Des contrats plus longs
Actuellement, le contrat de professionnalisation peut être un CDD ou un CDI. Mais dans tous les cas, l’action de professionnalisation dure entre 6 et 12 mois. Elle peut s’étendre à 24 mois pour les 16-25 ans sans diplôme, les demandeurs d’emploi inscrits depuis plus d’un an ou encore les personnes bénéficiant d’un CUI.
À partir du 1er janvier 2019, cette période est portée de 24 à 36 mois, pour que la durée de la formation soit semblable à celle d’un baccalauréat ou d’une licence professionnelle.
De la qualification à la compétence
Initialement, le contrat de professionnalisation a été mis en place pour insérer sur le marché de l’emploi des jeunes ou des chômeurs de longue durée, grâce à l’obtention d’une nouvelle qualification professionnelle (diplôme ou titre professionnel reconnu par la branche ou l’État).
Désormais, ce contrat sera défini par l’objectif de développer des compétences. Ces dernières seront clairement exprimées dans l’accord signé entre les parties (le salarié, l’employeur et l’opérateur de compétences qui finance la formation).
Il s’agit d’une expérimentation qui devrait durer trois ans, et permettre un meilleur cadrage du dispositif. 3 mois avant la fin de cette période de test, le gouvernement émettra un rapport d’évaluation, pour que le Parlement juge de l’efficacité de l’initiative.
Le financement par les Opco
Les Opco (opérateurs de compétences) remplacent les Opca au 1er janvier 2019 : ils financeront les contrats de professionnalisation ainsi que les dépenses engagées pour former l’apprenti. Les modalités de prise en charge dépendront des branches, mais pourront aussi être définies par un Opco interprofessionnel.
France compétences, nouvel établissement public regroupant des représentants de l’État, des organisations syndicales et patronales et des régions, émettra des recommandations pour permettre aux branches et aux Opco de définir des niveaux de prise en charge. En cas d’incohérence, un décret pourra imposer le taux de financement à appliquer.

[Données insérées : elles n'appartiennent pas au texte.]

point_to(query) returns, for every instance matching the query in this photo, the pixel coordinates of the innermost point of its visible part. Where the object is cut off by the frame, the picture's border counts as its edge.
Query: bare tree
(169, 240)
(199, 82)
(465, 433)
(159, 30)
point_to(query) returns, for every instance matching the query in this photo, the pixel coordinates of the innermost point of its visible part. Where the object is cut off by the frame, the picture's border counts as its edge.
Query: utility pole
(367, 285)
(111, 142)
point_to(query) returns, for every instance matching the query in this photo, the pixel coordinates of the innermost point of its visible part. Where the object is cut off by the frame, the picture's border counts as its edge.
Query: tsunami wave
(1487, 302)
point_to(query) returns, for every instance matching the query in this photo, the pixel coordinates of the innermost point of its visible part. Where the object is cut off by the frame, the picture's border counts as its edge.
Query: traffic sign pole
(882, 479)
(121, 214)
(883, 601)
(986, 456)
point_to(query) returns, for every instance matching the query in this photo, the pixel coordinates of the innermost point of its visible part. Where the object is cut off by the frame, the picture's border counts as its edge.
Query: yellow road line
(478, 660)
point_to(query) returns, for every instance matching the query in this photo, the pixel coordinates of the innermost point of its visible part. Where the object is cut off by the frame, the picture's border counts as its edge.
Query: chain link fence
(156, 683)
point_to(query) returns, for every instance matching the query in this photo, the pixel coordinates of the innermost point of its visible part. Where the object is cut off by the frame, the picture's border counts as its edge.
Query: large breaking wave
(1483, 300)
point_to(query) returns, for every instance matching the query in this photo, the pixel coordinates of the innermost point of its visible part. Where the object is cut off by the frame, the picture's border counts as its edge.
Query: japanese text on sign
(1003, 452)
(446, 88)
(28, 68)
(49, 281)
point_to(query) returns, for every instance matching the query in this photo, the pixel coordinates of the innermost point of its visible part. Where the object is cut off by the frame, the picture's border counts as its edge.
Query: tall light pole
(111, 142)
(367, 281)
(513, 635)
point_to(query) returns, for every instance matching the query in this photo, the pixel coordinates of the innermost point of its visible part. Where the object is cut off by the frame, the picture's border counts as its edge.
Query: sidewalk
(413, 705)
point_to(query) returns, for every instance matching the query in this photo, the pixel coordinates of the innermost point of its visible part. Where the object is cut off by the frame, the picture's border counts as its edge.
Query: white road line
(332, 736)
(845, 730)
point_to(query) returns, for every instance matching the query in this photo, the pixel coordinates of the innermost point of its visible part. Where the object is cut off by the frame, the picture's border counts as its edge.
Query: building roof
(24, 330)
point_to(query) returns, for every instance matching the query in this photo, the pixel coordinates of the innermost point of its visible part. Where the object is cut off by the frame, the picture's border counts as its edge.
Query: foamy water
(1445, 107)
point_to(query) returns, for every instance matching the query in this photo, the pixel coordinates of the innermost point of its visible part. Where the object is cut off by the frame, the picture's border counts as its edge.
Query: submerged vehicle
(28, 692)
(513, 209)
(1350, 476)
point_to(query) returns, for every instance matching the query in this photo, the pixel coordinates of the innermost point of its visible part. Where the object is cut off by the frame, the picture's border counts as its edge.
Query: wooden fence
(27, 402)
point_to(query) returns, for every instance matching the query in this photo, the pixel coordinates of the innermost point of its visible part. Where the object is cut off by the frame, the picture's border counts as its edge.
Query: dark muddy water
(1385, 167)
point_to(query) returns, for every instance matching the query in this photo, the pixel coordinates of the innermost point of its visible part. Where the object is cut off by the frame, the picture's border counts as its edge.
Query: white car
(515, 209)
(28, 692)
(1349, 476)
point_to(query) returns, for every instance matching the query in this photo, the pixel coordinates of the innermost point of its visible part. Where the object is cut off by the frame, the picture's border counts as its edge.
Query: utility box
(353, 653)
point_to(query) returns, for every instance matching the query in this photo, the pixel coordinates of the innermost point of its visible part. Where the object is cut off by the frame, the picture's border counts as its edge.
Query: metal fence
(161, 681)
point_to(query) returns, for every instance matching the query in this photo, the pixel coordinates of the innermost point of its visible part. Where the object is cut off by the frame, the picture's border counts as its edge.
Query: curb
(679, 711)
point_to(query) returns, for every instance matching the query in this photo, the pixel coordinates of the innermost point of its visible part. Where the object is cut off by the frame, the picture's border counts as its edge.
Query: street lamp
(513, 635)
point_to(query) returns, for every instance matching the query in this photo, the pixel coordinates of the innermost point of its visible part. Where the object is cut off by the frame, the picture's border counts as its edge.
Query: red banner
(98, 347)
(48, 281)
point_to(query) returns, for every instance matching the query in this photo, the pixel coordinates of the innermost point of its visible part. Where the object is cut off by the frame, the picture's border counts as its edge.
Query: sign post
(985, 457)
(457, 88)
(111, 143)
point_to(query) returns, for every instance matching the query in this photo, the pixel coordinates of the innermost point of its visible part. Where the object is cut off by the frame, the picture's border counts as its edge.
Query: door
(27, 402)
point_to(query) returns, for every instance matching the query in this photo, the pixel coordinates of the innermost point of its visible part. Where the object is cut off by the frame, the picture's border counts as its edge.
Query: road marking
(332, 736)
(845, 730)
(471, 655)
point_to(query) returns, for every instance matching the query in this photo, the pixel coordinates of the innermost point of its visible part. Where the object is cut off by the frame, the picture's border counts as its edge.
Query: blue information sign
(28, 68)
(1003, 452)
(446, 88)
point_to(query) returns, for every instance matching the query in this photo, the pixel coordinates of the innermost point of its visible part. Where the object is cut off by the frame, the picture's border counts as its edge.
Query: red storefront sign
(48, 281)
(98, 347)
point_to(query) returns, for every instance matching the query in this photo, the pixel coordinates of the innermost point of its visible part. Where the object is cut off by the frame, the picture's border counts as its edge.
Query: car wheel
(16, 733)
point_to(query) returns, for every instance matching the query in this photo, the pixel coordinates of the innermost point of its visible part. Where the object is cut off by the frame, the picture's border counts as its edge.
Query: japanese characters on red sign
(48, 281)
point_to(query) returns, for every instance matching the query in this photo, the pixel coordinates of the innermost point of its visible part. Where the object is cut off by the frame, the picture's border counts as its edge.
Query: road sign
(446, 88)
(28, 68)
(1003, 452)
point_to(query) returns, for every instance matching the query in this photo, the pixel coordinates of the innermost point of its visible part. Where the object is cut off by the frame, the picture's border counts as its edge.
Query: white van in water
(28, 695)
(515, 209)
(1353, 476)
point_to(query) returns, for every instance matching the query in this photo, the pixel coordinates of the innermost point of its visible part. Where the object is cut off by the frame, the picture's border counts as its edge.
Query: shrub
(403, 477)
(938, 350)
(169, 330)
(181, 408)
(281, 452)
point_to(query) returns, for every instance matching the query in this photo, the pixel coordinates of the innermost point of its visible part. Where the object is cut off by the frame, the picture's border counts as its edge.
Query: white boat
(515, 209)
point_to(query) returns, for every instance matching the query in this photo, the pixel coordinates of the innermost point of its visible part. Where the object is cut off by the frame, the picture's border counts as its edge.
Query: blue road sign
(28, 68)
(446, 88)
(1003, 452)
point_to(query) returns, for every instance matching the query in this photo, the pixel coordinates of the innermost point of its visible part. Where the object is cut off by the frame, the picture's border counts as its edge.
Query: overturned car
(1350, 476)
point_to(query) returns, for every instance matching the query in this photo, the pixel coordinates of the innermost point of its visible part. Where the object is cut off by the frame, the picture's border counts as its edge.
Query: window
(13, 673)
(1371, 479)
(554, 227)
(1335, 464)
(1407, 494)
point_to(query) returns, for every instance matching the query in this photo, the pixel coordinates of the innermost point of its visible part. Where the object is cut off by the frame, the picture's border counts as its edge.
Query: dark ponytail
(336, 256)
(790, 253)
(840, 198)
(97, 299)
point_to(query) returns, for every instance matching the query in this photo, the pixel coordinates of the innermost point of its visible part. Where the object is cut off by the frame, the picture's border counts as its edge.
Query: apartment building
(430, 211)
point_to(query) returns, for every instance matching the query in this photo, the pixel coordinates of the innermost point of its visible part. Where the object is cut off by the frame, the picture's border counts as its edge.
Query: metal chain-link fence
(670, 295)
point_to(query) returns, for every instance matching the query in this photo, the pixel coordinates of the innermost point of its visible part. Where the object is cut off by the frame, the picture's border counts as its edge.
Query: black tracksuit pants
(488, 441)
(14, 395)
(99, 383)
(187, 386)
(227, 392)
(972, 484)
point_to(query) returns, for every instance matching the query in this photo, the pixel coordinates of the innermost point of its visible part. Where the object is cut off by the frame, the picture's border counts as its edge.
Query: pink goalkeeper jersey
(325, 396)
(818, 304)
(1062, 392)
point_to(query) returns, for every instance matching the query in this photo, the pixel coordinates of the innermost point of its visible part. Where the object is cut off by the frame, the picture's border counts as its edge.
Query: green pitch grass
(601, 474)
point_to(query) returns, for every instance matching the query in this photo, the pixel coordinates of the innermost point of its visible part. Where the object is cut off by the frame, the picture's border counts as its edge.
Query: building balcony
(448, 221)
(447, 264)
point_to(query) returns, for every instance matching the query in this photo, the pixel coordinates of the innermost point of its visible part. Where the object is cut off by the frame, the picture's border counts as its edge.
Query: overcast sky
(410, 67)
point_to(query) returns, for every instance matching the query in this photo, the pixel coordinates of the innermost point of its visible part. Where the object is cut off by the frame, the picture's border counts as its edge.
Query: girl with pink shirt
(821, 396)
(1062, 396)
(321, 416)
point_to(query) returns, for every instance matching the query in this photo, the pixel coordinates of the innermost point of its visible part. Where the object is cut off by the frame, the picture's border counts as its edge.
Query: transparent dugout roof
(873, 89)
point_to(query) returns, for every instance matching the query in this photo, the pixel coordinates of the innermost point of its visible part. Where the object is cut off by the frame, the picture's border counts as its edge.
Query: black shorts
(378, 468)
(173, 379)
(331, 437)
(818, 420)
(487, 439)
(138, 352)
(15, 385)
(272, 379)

Mobilité : un cadre plus précis
La loi prévoit désormais qu’une partie du contrat de professionnalisation peut être exécutée hors de nos frontières. Concrètement, l’apprenti peut travailler pendant un an à l’étranger, à condition qu’il cumule au moins 6 mois de contrat en France.
L’article précise que dans le cas d’une mobilité, l’entreprise ou l’organisme de formation est responsable de l’exécution du travail dans le respect des normes en vigueur sur place. Il faut suivre toutes les règles définies dans le pays d’accueil en ce qui concerne la santé et la sécurité au travail, les conditions de rémunération, la durée de travail, mais aussi les repos et jours fériés.
La formation hors du temps de travail
Si les formations qui se déroulent sur le temps de travail nécessitent un maintien de la rémunération, la loi autorise désormais les actions de formation hors du temps de travail. Cette souplesse s’appliquera seulement pour les travailleurs dont les qualifications sont inférieures au niveau fixé par décret.